Сиплый мужской голос пел о чем-то, касающемся любовной темы, и за окном пролетали друг за другом плиты ограждения, образуя метроном, мелькая перед глазами тонкими трещинами. В голове что-то щелкало, хотелось встать с места и выйти из машины, чтобы не приходилось больше сидеть в мрачной атмосфере.
— Нам еще долго ехать, — вдруг сказал Оикава, завидев на указателе поворот с шоссе. Иваизуми выдохнул и закатил глаза: этот парень не умел молчать тогда, когда надо. Он переложил руки на руле.
— М-м. Еще четыре километра, — сказал он, сбрасывая скорость. Машины на встречной полосе мигали фарами, а это значило, что впереди что-то странное. «Должно быть пост стоит,» — подумал он; в груди неприятно екнуло.
— Можно попытаться представить, что нам осталось ехать всего пару часов, — продолжал Оикава, все же убавляя силу кондиционера — его ноги уже окоченели, а он не хотел превратиться в пингвинчика. Он нахмурился: — Хотя так даже хуже. Забудь, я этого не говорил, — закончил он, выпрямляясь в сидении.

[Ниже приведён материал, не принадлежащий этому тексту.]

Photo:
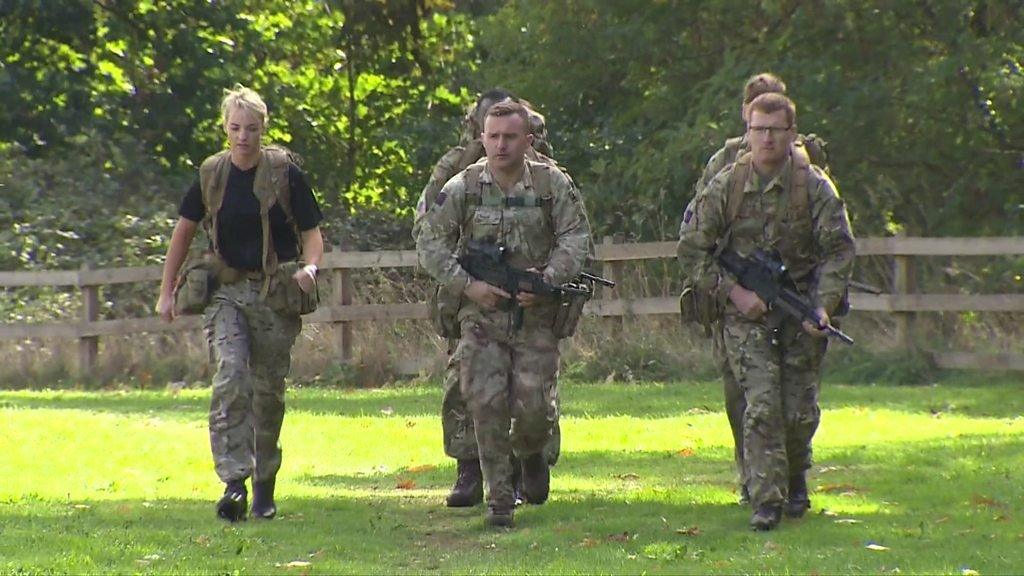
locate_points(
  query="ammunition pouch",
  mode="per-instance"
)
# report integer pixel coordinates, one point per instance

— Стой, — сказал Иваизуми, сбрасывая скорость. Впереди мелькнул полосатый жезл. — Что за?..
— Он это нам? — спросил Оикава. Голосом необычно тихим, осторожным. Он приподнялся и глянул вперед.
— Да, — с досадой ответил Иваизуми. Он ударил по рулю. — Черт возьми, я же ехал нормально! — заскрежетали зубы, он нахмурился. Знал же! Знал! И все равно поехал по этой дороге. Он был готов корить себя во всей мирской тупости. — Нас засекут.
— Твою… — присвистнул Оикава. Щелкнул ремень. Его плечи опустились, он пригнулся.
— Иди назад! — внезапно зашипел полицейский, и парень зашипел в ответ:
— Там прятаться негде!
— Есть где! — с нажимом сказал он, пихая уже вставшего на сиденье Оикаву назад. — Выбора нет!
Сзади зашуршали пакеты, послышался гром канистры с бензином. Парла, избегая участи быть задавленной, быстро ретировалась вперед салона, запрыгнув Иваизуми на руки. Когда он вырулил на обочину рядом с полицейским, Оикаву уже не было слышно и даже особо не было видно. Мысленно помолившись всем знакомым богам, он опустил стекло.
Примечания:
Море Ирмингера — окраинное море на северо-западе Атлантического океана между южной частью острова Гренландия и подводным хребтом Рейкьянес — частью Срединно-Атлантического хребта, отходящего от южной конечности Исландии. С севера через Датский пролив сообщается с Гренландским морем.
Начинающиеся в Арктике течения проходят через море Ирмингера и встречаются с водами Северной Атлантики, образуя плотные слои воды, которые погружаются и текут к экватору. По западной части моря проходит сильное узкое Восточно-Гренландское течение, переносящее холодные малосолёные воды из Северного-Ледовитого океана в Атлантический.